Casting Aside the Blue Curtain

I had c-sections with my two youngest girls. One emergency that I don’t remember very clearly, and another planned. One thing that stands out the most in my memories from both was the blue curtain.
I’m sure if you’ve ever seen a baby’s first photo after a c-section delivery you’ve been thankful for the presence of the blue curtain. It guards you from the surgical scene behind it.
Obviously it’s not there to make friends and family of the happy parents comfortable. You see, the curtain does the most amazing thing for the person that is wide awake while being cut open –it does something in your mind to distance you from the surgery. I’ve explained it as feeling completely separate from the trauma. I can’t see it, it doesn’t hurt – it’s far, far away. And in the midst of surgery that is a very good thing. If I could see what was happening I might very well have panicked or gone into shock.
I’ve come to recognize that when great disasters happen across the ocean or even across the country from where I am, I suffer from “blue curtain syndrome”. It’s far away. I know it’s happening, but because it is far away I detach in a way. It’s a form of self-preservation to leave the curtain of indifference in place: if I let myself truly take it all in, the pain just might be too much. I’ll have to do something. And quite often I don’t know what on earth I will do and so I am afraid to peak behind the curtain and feel all of the things I should feel when such suffering is inflicted on another human.
I watched a video today that yanked that curtain down for me concerning the disaster in Nepal. I still don’t know how to truly help (in a way that I can trust is an honest way) right now other than to pray for healing and protection for the people of Napal and those that are trying to get help to them.

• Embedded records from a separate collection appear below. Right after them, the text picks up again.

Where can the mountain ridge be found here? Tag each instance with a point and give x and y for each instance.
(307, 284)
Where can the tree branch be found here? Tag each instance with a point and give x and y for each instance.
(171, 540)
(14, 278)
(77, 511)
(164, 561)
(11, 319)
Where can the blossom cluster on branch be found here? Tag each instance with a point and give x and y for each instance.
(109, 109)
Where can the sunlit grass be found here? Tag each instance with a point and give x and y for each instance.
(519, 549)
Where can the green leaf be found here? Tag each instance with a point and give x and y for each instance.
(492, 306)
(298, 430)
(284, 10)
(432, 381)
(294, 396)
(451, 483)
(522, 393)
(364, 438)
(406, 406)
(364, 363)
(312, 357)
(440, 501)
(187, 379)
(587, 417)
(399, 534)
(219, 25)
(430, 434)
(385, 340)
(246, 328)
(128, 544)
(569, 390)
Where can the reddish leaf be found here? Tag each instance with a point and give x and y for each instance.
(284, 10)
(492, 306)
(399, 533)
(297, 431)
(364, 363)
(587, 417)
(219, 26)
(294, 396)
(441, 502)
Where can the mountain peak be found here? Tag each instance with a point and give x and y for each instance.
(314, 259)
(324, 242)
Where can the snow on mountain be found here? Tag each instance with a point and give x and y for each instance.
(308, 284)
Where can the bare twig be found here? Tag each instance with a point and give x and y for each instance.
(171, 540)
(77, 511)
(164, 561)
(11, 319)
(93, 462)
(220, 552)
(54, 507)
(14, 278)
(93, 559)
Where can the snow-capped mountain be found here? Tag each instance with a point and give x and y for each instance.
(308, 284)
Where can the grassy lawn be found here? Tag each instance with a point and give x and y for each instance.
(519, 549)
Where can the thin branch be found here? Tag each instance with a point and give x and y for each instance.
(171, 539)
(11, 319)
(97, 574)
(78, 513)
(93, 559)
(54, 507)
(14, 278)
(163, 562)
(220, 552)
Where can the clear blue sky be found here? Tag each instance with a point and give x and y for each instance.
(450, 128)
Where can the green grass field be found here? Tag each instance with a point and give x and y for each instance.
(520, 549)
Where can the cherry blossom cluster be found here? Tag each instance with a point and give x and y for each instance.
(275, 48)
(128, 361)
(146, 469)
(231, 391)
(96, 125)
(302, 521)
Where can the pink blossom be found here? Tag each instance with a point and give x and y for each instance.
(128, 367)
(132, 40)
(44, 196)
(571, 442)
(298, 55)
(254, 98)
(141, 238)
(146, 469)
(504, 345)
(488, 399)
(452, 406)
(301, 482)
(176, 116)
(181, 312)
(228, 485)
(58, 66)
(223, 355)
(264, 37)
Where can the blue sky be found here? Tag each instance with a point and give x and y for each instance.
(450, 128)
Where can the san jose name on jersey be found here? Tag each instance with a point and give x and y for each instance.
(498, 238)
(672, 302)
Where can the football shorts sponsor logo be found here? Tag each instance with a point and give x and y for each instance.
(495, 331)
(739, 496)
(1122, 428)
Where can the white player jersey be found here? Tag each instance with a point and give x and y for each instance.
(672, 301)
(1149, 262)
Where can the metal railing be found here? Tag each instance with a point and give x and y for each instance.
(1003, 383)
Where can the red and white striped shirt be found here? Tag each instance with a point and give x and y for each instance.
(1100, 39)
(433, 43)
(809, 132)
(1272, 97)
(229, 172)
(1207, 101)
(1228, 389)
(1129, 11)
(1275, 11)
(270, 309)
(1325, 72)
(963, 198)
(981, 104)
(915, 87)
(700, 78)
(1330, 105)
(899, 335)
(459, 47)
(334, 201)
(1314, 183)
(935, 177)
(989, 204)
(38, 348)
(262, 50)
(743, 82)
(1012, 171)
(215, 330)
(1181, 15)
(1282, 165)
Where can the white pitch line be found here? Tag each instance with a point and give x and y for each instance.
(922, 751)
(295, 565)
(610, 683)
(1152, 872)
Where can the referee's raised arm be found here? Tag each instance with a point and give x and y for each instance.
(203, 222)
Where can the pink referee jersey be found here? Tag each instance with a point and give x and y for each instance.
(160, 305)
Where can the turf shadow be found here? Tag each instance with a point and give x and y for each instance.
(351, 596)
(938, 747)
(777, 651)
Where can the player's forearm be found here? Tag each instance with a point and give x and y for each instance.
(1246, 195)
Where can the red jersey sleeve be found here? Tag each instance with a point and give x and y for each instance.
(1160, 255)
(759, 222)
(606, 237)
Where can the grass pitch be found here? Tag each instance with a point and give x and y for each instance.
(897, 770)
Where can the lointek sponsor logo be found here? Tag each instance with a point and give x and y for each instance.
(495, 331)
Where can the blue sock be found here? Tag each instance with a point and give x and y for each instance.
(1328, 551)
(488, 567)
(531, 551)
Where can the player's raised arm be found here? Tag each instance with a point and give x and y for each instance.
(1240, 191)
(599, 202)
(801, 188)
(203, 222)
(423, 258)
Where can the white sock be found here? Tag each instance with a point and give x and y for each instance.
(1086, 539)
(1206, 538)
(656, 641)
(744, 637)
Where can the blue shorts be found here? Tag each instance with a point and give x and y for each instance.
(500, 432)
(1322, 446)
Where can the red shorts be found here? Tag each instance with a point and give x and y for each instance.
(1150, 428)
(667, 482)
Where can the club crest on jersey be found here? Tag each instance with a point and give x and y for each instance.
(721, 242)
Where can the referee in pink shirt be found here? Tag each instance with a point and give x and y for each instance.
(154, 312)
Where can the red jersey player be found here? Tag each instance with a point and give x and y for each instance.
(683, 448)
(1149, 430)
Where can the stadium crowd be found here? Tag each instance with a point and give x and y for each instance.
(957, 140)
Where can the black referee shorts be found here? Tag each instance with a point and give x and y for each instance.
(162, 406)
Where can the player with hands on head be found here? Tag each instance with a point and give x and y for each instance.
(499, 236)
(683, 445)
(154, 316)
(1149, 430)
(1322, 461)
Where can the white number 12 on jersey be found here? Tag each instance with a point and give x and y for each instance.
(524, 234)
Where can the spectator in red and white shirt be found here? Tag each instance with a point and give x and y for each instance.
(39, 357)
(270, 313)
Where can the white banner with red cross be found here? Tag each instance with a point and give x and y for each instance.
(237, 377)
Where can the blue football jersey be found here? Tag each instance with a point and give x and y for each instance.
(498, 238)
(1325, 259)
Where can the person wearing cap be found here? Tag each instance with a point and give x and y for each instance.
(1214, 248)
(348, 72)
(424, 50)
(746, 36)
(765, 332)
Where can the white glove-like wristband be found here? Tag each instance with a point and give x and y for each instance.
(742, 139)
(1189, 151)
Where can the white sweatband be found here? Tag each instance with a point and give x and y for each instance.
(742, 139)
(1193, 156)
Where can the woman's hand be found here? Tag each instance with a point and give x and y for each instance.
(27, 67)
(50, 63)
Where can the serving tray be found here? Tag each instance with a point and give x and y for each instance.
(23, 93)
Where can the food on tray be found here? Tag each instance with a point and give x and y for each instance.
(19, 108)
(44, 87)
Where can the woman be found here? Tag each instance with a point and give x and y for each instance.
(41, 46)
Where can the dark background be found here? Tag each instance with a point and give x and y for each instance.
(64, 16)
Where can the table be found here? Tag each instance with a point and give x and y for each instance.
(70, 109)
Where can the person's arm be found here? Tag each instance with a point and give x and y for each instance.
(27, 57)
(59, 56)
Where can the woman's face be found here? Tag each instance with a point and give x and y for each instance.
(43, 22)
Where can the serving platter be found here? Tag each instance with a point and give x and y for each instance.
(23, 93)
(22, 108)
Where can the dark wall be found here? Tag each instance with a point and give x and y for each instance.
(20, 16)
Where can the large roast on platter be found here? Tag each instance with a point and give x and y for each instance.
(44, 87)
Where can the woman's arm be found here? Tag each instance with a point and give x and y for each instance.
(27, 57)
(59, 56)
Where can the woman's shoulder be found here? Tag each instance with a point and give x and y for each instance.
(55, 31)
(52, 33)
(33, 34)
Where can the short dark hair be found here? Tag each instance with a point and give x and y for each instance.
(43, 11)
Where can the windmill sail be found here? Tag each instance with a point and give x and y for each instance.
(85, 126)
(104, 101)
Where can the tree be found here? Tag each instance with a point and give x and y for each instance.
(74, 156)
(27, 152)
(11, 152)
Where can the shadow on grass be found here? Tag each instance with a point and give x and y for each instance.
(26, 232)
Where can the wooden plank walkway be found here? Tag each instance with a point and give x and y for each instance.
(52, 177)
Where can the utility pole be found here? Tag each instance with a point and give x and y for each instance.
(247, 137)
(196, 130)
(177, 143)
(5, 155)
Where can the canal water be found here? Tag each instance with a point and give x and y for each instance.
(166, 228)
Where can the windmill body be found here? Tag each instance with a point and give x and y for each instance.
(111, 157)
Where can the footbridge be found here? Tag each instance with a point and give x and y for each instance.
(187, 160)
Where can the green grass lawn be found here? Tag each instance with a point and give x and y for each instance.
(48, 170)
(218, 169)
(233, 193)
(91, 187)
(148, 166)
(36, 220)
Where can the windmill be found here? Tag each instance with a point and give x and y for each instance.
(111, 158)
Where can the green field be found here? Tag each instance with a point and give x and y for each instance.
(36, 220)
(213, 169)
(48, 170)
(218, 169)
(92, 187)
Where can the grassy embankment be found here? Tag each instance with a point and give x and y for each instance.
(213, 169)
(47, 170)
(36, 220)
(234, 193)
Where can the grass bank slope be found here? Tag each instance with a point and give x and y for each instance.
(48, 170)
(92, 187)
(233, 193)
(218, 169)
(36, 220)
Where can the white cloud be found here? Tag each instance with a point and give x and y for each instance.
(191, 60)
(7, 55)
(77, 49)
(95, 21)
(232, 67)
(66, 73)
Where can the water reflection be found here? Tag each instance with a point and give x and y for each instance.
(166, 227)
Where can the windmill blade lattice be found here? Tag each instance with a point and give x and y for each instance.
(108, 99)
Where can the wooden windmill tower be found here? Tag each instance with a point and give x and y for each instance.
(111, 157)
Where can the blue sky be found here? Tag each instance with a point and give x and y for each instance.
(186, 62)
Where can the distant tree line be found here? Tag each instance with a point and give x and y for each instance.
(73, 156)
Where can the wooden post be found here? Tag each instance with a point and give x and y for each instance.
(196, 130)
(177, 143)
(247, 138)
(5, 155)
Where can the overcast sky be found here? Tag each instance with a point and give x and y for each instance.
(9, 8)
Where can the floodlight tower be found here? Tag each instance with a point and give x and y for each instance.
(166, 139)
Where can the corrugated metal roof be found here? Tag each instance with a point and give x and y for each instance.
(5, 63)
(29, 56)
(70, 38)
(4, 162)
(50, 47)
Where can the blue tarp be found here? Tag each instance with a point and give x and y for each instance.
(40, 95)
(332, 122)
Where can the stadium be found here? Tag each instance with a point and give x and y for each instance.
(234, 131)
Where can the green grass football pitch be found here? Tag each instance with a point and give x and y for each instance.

This video is about 7 minutes long and worth every second of your time. I don’t understand the words the men are shouting, but oh—-I understand them completely. The joy, the surprise, the panic, the desperation, the triumph—-I don’t know many that wouldn’t feel everything they did as they worked to pull this baby from the rubble. The way the baby rubs his sweet little face is so like something my own children did when they were babies that my heart just aches watching it.
One more thought about this miraculous moment: It makes no sense that this baby is alive. None. Only by the grace and protection of God Almighty could an infant survive for this many days in that rubble. Only God. I underestimate Him always and am in awe of His majesty and power every time He lets me catch but a glimpse of HImself.